Several arrays of data can be added for a single cell range, meaning that a company could build a spreadsheet with a graph showing their sales per month over a year. Instead of needing to plot a graph spanning several years, or having to use separate plotted lines for different years, they could use scenarios to store the information about previous years and then quickly switch year as needed. Any graphs would therefore be more concise – only needing 12 plotted points – and would instantly update.

Often referred to as CBA, cost–benefit analysis lets a user determine the effects of multiple Goal Seek operations. Occasionally, a problem can have multiple solutions. In order to gauge which of the solutions would leave a business in the best position, considering losses, CBA is used.

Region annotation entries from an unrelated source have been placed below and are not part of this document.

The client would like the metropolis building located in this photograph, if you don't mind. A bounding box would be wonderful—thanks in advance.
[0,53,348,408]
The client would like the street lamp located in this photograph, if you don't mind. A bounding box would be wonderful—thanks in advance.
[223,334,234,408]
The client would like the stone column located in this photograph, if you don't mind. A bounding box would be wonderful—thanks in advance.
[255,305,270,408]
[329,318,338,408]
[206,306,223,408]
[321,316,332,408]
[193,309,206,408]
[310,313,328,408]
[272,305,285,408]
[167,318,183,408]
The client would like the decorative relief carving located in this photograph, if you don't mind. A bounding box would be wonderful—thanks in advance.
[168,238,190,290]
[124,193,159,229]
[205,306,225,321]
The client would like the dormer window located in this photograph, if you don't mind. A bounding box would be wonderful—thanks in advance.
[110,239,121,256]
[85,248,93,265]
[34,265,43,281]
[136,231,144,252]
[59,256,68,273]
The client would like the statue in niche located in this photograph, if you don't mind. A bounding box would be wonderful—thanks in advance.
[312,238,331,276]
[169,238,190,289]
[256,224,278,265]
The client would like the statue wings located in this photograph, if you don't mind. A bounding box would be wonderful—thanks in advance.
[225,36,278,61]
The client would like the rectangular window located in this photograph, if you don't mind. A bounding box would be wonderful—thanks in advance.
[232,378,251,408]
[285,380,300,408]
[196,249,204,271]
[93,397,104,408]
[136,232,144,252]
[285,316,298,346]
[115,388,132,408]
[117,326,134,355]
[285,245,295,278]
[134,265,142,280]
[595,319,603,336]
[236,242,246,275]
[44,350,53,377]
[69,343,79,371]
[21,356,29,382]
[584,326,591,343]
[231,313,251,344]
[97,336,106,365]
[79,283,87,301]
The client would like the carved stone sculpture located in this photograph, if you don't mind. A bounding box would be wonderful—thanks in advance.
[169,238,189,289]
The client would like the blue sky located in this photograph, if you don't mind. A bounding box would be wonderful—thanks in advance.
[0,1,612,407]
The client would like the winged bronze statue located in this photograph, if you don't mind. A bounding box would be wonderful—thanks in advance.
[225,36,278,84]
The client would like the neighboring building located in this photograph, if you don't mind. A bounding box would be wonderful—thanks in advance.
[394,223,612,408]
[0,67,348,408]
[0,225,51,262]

For example, a shipping company could decide that they wished to reach a particular profit over the following financial quarter. In order to do this, they could raise the price of shipping but promise a particularly fast and reliable service, or they could lower the pricing of their services, thereby attracting more customers and achieving their goal. In the first situation they may lose money as a result of deterred customers, but in the second they could lose money by charging too little. Cost–benefit analysis makes the process of viewing all of the possible routes to a given goal – and the potential damage taking such routes could cause – easier.

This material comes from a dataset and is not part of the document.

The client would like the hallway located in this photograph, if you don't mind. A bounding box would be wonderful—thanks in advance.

When handling very large data sets, data mining can be used to generate vast amounts of metadata. By incorporating aspects of AI research and database management, programs can be built to analyse data by a number of measures. Perhaps one of the most complex, interestingness, looks at a piece of data and ranks it relative to other data entries based upon its relevance to modern events, inclusion of particular keywords, length and generated response, if public. The essential purpose of data mining is to extract pieces of information about the data set so that it can be summarised and better understood. It's important to note that the data itself is not of interest, but rather the conclusions that a computer can be taught and can learn to make from data.

There are sub-types of data mining, most commonly including cluster analysis, anomaly detection and association rule mining. These different processes can be used dependent on what the user or client desires to know.

It's common in spreadsheet modelling to wish to expand a data set so that predictions can be made. For this purpose, trends and forecasting functionality has been built into Excel. To take an example, the `TREND()`

function can be used to continue a set of data linearly, by being given a set of known *x* and *y* values, and a set of known *x* values that have no corresponding *y* value. This means that given the average profit of a company each month of the year over a two year period, trends could be used to predict the outcome of a third year. This is very valuable in business, and more advanced forecasting and trending software is available as a result.

There are many different ways in which Excel can be used to interpret a set of data. Although the most obvious way may be the easy generation of charts and graphs to represent findings, there are many other methods in Excel.

Excel's primary purpose is arguably to allow the collation (or bringing together) of information from different sources. The layout of spreadsheets makes this process easy, and enables users to process data efficiently.

Processing by way of functions and formulae is perhaps the most common use of data interpretation. By processing data and generating further values, more informed conclusions can be drawn about the information.